L'élite capitaliste française, qui a parrainé la montée fulgurante de Macron, est parfaitement consciente que l'Union européenne a de sérieux problèmes. Elle a choisi Emmanuel Macron pour la sauver. Son succès ou son échec dépend du fait qu'il puisse persuader le reste de l'UE, notamment l'Allemagne, de le laisser agir.

En difficulté politique

L'UE a de sérieuses difficultés politiques, parce que les élites l'aiment et que les gens ordinaires non. Un sondage publié le 20 juin, par l'Institut royal des affaires internationales de Chatham House, a constaté leur mécontentement latent vis-à-vis de l'UE. Plus de 70% des personnes classées comme décideurs et influenceurs, les principaux politiciens, les journalistes, les PDG et les dirigeants des principales organisations de la société civile, comme des présidents d'université, souhaitent une plus grande intégration européenne, pour seulement 34% des citoyens ordinaires. En matière d'immigration, 57% de l'élite considère que l'immigration est bonne pour leurs pays, contre 34% du reste de la population.
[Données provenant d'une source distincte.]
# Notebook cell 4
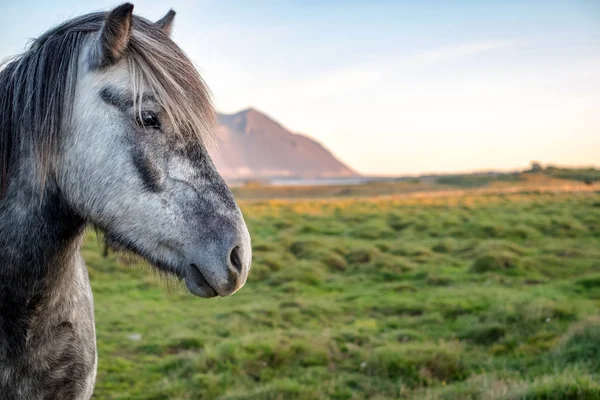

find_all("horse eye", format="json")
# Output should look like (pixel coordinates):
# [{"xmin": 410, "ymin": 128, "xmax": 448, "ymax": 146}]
[{"xmin": 135, "ymin": 111, "xmax": 160, "ymax": 129}]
En bref, les «décideurs et les influenceurs de l'opinion» sont d'accord avec les décisions qu'ils ont prises et les opinions qu'ils ont répandu, alors que la plupart des autres citoyens n’en sont pas convaincus.

Ceci n'est guère surprenant, car depuis plus d'un demi-siècle, les élites «qui savent ce qui est bon pour les gens», ont forcé l'intégration européenne, avec une propagande massive afin de justifier les principales décisions contraignantes prises sans consulter les peuple, ou en ignorant leurs votes. Les procédures « démocratiques » des États membres ont été essentiellement annulées il y a plus d'un demi-siècle, par la cour de justice européenne non élue, lorsqu'elle a statué que les lois européennes primaient sur les lois nationales. La grande majorité des Européens ne s’est même pas rendue compte que leur démocratie avait disparu et qu’elle était devenue obsolète. «L'Europe» signifiait échapper aux difficultés passées et était la promesse d'un bel avenir de paix et de prospérité. Les élites veillaient à ce que la véritable «Europe» existante repose sur deux principes: « la libre circulation de tout » et le respect absolu de la «concurrence». Présentés comme le sommet des valeurs européennes, ces principes ne sont ni moraux ni démocratiques. Ils donnent tous les pouvoirs au capital financier international.

En termes économiques

Les élites ont longtemps été en mesure de vivre tranquillement, s’arrangeant du mécontentement populaire. Mais les problèmes économiques menacent maintenant d'ébranler toute la configuration. Forcer le rassemblement de pays trop différents, tant dans leurs philosophies profondément enracinées et leurs pratiques sociales, les lier avec une monnaie commune et des règles strictes gommant leurs spécificités, ne fonctionne pas. En tant que fer de lance de la mondialisation, l'application dogmatique de la concurrence et de la "libre circulation" des biens et des capitaux en Europe, permet aux capitaux étrangers, Chinois, Qatar, Etats-Unis, etc., d'acheter une partie de ses ressources productives morceaux par morceaux. Au lieu de la croissance, l'euro a entraîné la stagnation. Le règne d'une concurrence illimitée favorise les pratiques du « voisin mendiant » plutôt que la solidarité. L'Allemagne a abaissé ses coûts de main-d'œuvre et continue de maintenir de gros excédents d'exportation avec ses voisins, dont les propres budgets sont compromis par le déséquilibre commercial. La concentration de la richesse et l'abaissement des revenus réduisent la consommation et entraînent une diminution des revenus des entreprises et des retombées fiscales. L'Union européenne est au bord d'une spirale dangereuse.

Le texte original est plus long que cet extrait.